A new perspective on symplectic integration of constrained mechanical systems via discretization maps
María Barbero Liñán, David Martín de Diego, Rodrigo T. Sato Martín de Almagro
TL;DR
The paper tackles the challenge of designing structure-preserving integrators for constrained mechanical systems, particularly holonomic systems on general manifolds. It introduces discretization maps derived from retraction maps to tailor discretization to the continuous problem, ensuring the constraint submanifold is preserved exactly by the discrete flow via $R^h_d: TQ \rightarrow Q\times Q$ and its cotangent lift. The authors develop a geometric framework based on Lagrangian submanifolds, cotangent lifts, and Lie-group trivializations to produce symplectic integrators for holonomic systems in Euclidean spaces and on Lie groups, including explicit Symplectic Euler A/B, Mid-point, and RATTLE-type schemes, with a discrete-null-space interpretation.
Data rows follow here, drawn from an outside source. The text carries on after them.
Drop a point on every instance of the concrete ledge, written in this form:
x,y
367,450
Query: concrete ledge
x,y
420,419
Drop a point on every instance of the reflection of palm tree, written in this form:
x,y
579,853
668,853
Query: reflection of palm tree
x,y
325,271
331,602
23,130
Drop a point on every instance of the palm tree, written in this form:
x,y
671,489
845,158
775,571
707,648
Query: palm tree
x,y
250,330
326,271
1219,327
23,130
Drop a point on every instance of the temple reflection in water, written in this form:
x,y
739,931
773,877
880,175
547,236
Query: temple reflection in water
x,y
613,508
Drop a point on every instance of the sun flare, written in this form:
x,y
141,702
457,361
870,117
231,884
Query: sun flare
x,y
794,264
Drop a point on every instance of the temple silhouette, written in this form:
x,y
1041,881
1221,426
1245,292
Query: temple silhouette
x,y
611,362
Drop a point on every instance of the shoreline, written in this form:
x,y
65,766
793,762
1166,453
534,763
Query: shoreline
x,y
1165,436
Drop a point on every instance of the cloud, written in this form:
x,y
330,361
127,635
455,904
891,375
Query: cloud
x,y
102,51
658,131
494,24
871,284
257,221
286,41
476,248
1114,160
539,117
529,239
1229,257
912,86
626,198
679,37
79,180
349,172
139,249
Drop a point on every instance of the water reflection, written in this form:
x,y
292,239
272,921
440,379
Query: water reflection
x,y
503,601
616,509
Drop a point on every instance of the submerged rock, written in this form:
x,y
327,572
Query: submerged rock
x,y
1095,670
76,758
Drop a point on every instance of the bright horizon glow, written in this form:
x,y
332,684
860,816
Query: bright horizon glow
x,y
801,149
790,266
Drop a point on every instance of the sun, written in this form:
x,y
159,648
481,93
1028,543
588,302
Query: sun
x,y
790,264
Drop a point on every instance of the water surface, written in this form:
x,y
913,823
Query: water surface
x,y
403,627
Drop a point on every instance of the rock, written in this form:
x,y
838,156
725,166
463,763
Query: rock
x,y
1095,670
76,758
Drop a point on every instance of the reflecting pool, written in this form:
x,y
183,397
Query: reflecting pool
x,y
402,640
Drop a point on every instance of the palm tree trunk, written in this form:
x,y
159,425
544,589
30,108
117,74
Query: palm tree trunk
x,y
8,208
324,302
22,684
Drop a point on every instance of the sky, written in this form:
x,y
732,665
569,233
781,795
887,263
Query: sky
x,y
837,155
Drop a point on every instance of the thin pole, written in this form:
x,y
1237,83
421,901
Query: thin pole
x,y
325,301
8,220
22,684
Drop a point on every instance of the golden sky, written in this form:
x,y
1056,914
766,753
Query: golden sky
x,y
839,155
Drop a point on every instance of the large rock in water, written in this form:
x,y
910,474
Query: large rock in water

This approach provides a unified view of constrained symplectic integration, clarifies how to extend to nonlinear configuration spaces and multibody systems, and offers practical, exact-constraint-preserving methods with potential applications in robotics and computational mechanics.
Abstract
A new geometric procedure to construct symplectic methods for constrained mechanical systems is developed in this paper. The definition of a map coming from the notion of retraction maps allows to adapt the continuous problem to the discretization rule rather than viceversa. As a result, the constraint submanifold is exactly preserved by the symplectic discrete flow and the extension of these methods to the case of non-linear configuration spaces is doable.